And S105, performing mode matching on the fusion state characteristics of the component at the current sampling time by using the state mode of the component at the previous sampling time to obtain a mode matching result of the component at the current sampling time.
Specifically, the state pattern of the component at the previous sampling time may be used as a convolution kernel, a convolution operation is performed on the fusion state feature of the component at the current sampling time, the convolution operation is used as a pattern matching process, and a result of the convolution operation is used as the pattern matching result.
The mode matching is based on the theory of fine-grained video sequence detection, and the fine-grained loss identification and prediction of industrial components can be achieved. Since the pattern is derived from the state feature representation at the previous moment, the state feature representation at each moment contains the long-term feature records of the data, and the feature diagram to be matched is derived from the state feature representation at the current moment, the pattern matching process simultaneously has the matching of the current state and the matching of the inherited time sequence state information. The state feature representations at different moments are combined by adopting a fine-grained pattern matching mode, the matching mode not only makes full use of long-term feature transformation information of the components, but also achieves fine-grained detection of loss faults of the components at similar time through pattern matching at the latest moment.
And S106, determining a loss detection result of the component at the current sampling moment according to a mode matching result of the component at the current sampling moment.
Preferably, the loss detection result of the component at the next sampling time can be predicted according to the pattern matching result of the component at the current sampling time.
In this embodiment, two Deep Neural Networks (DNNs) may be respectively used to process the pattern matching result of the component at the current sampling time, where the two Deep Neural networks respectively correspond to two different tasks of detecting the loss condition of the current component and predicting the loss condition of the future component, and the loss detection result of the component at the current sampling time and the loss detection result of the component at the next sampling time may be respectively determined. Preferably, the two deep neural networks can be composed of a parameter-sharing full-connection layer and two subtask full-connection layers, so that the parameter burden and the operation consumption of the whole system are reduced. By the mode, the loss detection task of the industrial components is finely divided, the network not only aims at obtaining the current loss condition of the components by analyzing the change of the states of the components along with time, but also predicts the loss of the future components, and the multi-task network construction fully utilizes network parameters and maximally compresses the parameters and accelerates the network.

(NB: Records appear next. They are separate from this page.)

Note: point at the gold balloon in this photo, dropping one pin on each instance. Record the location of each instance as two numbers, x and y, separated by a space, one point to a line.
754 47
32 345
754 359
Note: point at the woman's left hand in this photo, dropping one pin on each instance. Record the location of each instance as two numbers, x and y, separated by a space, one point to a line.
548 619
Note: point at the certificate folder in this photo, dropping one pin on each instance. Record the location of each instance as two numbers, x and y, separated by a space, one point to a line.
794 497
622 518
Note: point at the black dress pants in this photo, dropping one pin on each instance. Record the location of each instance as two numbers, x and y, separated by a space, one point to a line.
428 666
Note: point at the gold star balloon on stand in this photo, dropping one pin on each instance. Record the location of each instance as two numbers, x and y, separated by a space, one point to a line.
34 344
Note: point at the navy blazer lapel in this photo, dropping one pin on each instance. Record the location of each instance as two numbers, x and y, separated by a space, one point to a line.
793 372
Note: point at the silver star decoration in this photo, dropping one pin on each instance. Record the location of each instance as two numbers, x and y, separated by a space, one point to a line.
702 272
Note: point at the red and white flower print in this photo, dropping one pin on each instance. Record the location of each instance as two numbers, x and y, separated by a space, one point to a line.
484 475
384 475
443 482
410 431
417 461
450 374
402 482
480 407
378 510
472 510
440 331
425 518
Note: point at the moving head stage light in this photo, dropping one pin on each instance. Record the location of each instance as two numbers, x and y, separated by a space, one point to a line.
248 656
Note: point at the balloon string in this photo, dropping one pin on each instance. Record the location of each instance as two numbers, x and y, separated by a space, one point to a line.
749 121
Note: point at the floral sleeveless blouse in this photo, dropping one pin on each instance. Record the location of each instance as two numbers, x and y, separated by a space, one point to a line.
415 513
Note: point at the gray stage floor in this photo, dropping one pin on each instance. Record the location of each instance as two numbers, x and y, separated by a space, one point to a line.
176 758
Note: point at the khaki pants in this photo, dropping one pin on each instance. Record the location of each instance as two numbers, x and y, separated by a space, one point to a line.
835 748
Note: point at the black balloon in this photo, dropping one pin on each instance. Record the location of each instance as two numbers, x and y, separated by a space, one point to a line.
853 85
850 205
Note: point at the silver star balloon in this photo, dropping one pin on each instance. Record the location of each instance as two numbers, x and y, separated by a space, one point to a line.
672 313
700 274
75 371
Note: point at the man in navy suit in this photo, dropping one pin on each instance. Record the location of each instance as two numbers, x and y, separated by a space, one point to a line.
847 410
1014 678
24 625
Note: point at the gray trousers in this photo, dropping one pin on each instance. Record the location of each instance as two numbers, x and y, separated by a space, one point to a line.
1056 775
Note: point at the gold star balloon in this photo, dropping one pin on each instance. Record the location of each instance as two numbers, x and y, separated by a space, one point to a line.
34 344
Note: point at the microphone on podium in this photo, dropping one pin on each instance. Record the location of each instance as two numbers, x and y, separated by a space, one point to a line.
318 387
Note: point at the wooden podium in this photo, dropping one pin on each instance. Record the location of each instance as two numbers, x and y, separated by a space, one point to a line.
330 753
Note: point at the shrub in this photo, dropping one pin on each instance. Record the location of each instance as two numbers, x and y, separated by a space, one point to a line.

FIG. 2 is a schematic diagram of the whole processing flow of the embodiment of the present invention, in which CTI is shown t Image representing the component at the sampling time t, H t Representing the state features, F, obtained by feature coding at the sampling instant t t-1 Representing the state pattern, R, obtained from the sampling instant t-1 t Representing at sampling time tResult of pattern matching, S t Representing the loss detection result, P, of the component at the sampling time t t And representing the predicted loss detection result of the component at the sampling time t + 1. By using a Recurrent Neural Network (RNN) as a main Network structure, the method overcomes the obstacle of characteristic combination analysis among time sequence images, realizes long-term tracking analysis of the state of the industrial component, and provides more reliable machine guidance for finding the loss of the component. The current characteristic information of the components is considered, the state information extracted and stored at a plurality of time points is fused, and accurate loss judgment and prediction are given by analyzing the development process and the current state of the loss of the components in the final prediction of the network. By using a fine-grained pattern matching mode, a corresponding pattern is established for the state of the component at the previous moment, and the state is matched and analyzed with the current state, so that the fine-grained detail loss change of the component is obtained to the maximum extent. And moreover, the current state and the past state are fused twice by utilizing RNN and pattern matching, so that information loss is avoided, and information multiplexing is realized.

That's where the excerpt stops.